Tema tão sério quanto o diagnóstico da fome é a escolha das medidas para acabar com ela. O programa contém uma longa lista de políticas estruturais, específicas e locais. Mas já virou sinônimo do cupom de alimentação. O cartão magnético do Fome Zero é muito parecido com os food stamps nos EUA. Os críticos argumentam que este tipo de programa cria dependência. Um estudo da Heritage Foundation afirma que o pobre americano que usa o cupom não consegue se desligar dele antes de oito anos. O benefício também vaza para quem não precisa de ajuda para comprar alimentos. Em programas pilotos nos quais as famílias americanas tiveram que documentar a renda, a aprovação de crianças para almoço grátis caiu 21 %. Acabar com os food stamps é missão impossível. Mas como o americano passa fome e anda gordo, o governo agora terá de alocar recursos para a educação nutricional dos indigentes.

Isto é lá. Aqui a realidade de Acauã e Guaribas no Piauí não deixa dúvidas que o Fome Zero é necessário em alguns municípios muito pobres do Nordeste. Mesmo assim o conteúdo do programa merece discussão.

Segundo o Estado de S. Paulo de 2/3, um dono da mercearia em Acauã observou que suas vendas dependem do dinheiro dos aposentados até o dia 20 de cada mês. Depois do dinheiro do Bolsa-Escola e do Bolsa-Renda. E agora dos pagamentos do Fome Zero. A integração da administração dos inúmeros programas que hoje existem no Brasil poderia evitar o erro de dar benefícios múltiplos às mesmas famílias enquanto outras são excluídas. Integração difícil enquanto os programas sociais se dividirem entre o ministério da Benedita e o programa do Graziano e não existir diálogo entre os dois.
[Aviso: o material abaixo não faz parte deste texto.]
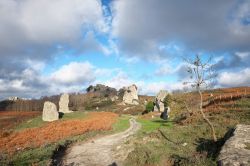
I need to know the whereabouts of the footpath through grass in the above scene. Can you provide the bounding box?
[125,97,250,166]
[0,112,130,166]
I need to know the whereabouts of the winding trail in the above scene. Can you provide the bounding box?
[63,118,141,166]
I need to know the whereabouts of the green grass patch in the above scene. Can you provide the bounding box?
[234,97,250,108]
[14,116,46,131]
[137,117,173,133]
[14,111,88,131]
[112,115,130,133]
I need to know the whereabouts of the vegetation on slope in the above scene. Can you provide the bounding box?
[125,89,250,166]
[0,112,130,166]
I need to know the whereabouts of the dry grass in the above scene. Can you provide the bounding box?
[0,111,40,134]
[0,112,118,154]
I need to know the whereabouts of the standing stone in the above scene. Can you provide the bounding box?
[122,84,139,105]
[154,90,168,112]
[42,101,59,121]
[59,93,73,113]
[218,124,250,166]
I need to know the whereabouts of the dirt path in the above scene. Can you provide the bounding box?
[63,118,141,166]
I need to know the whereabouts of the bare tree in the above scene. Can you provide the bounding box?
[184,54,217,142]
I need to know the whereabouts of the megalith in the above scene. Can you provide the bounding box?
[42,101,59,121]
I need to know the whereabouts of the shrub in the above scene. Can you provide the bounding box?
[145,101,154,113]
[163,94,172,107]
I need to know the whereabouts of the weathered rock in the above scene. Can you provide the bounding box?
[42,101,59,121]
[154,102,165,112]
[110,95,119,102]
[122,84,139,105]
[59,93,73,113]
[154,90,168,112]
[8,96,20,101]
[86,84,117,97]
[218,124,250,166]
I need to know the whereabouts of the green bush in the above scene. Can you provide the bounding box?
[145,101,154,113]
[163,94,172,107]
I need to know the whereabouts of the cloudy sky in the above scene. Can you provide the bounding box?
[0,0,250,99]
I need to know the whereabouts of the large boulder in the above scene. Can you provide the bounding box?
[59,93,73,113]
[218,124,250,166]
[42,101,59,121]
[154,90,168,112]
[122,84,139,105]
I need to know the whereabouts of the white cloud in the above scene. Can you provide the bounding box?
[138,81,184,95]
[104,71,185,95]
[218,68,250,87]
[50,62,95,85]
[105,72,134,90]
[0,0,109,67]
[111,0,250,58]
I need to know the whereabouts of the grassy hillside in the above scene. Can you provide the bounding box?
[125,87,250,165]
Transferências monetárias que exigem contrapartida do beneficiado - como freqüência assídua à escola ou a postos de saúde, ou a participação em trabalhos comunitários - têm vantagens sobre o Fome Zero. Elas aumentam o capital humano dos pobres e impedem que ricos e remediados se aproveitem delas.

Vilarejos muito pobres são também vilarejos de gente ocupada em trabalhos de baixíssima produtividade. Melhor seria que o Fome Zero viesse combinado a um programa gerador de trabalho e exigisse uma contrapartida dos beneficiados.

Enquanto isso a polícia federal colocou o prefeito de Acauã sob suspeita de envolvimento com o crime organizado. Para viver dignamente, os moradores de Acauã precisam de atividades produtivas, esgotos, e melhores líderes. O Fome Zero tapa o sol com a peneira. O que falta é emprego.